SEER is an authoratitive source of information on cancer incidence and survival in the United States. SEER currently collects and publishes cancer incidence and survival data from population-based cancer registries covering approximately 28 percent of the U.S. population.
Plasma cell myeloma is a bone marrow-based multifocal plasma cell neoplasm. The disease spans a clinical spectrum from asymptomatic to aggressive forms, plus disorders caused by the deposition of abnormal immunoglobulin chains in tissue.

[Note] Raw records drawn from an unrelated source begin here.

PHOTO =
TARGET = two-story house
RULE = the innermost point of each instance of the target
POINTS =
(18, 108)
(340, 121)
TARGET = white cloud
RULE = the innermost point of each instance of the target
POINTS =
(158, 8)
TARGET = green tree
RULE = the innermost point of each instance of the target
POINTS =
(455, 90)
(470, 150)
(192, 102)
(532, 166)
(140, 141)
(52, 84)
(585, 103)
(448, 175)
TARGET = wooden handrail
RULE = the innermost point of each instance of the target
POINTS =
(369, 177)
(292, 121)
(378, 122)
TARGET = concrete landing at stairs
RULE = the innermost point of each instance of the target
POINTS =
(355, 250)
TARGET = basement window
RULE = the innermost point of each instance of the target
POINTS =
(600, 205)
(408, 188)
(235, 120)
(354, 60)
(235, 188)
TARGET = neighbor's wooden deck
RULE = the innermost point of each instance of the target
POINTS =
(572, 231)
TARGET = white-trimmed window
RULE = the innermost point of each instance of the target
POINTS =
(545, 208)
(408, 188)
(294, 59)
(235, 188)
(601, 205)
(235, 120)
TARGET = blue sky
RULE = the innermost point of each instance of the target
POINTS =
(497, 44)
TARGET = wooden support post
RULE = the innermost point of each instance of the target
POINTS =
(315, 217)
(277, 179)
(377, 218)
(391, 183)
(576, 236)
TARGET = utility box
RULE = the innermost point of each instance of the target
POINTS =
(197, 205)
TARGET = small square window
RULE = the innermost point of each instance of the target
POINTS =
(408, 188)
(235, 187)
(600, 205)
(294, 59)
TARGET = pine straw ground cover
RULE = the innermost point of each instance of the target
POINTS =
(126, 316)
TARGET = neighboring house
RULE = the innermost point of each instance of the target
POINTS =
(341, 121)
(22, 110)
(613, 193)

Plasma cell myeloma is a type of cancer of the plasma cells which are immune cells in bone marrow that produce antibodies.
The criterion for diagnosing plasma cell myeloma is usually equal to or greater than 10% of plasma cells in the bone marrow, but some symptomatic patients have a lower percentage. The registrar does not code plasma cell myeloma based on the percentage of plasma cells. There must be a diagnosis PCM.
A clinical diagnosis (no bone marrow biopsy done or unknown if bone marrow biopsy done) of PCM may be based on amyloidosis with associated renal impairment, anemia, and/or hypercalcemia supported by radiologic evidence of multiple lytic bone lesions.
Any case, including DCO's, listed as myeloma, multiple myeloma or PCM may be coded to 9732/3.
Multiple bone marrow biopsies may be done. Only one of the biopsies needs to be positive.
Plasma cell myeloma (PCM) usually has generalized bone marrow involvement. Lytic bone lesions and bone tumor masses of plasma cells also occur.
There are three clinical variants of plasma cell myeloma, all of which are coded to 9732/3.
Asymptomatic (smoldering or inactive) PCM: Bone marrow involvement, but no related organ or tissue impairment. Similar to MGUS in its lack of symptoms, but more likely to progress to symptomatic PCM. About 8% of patients are initially asymptomatic.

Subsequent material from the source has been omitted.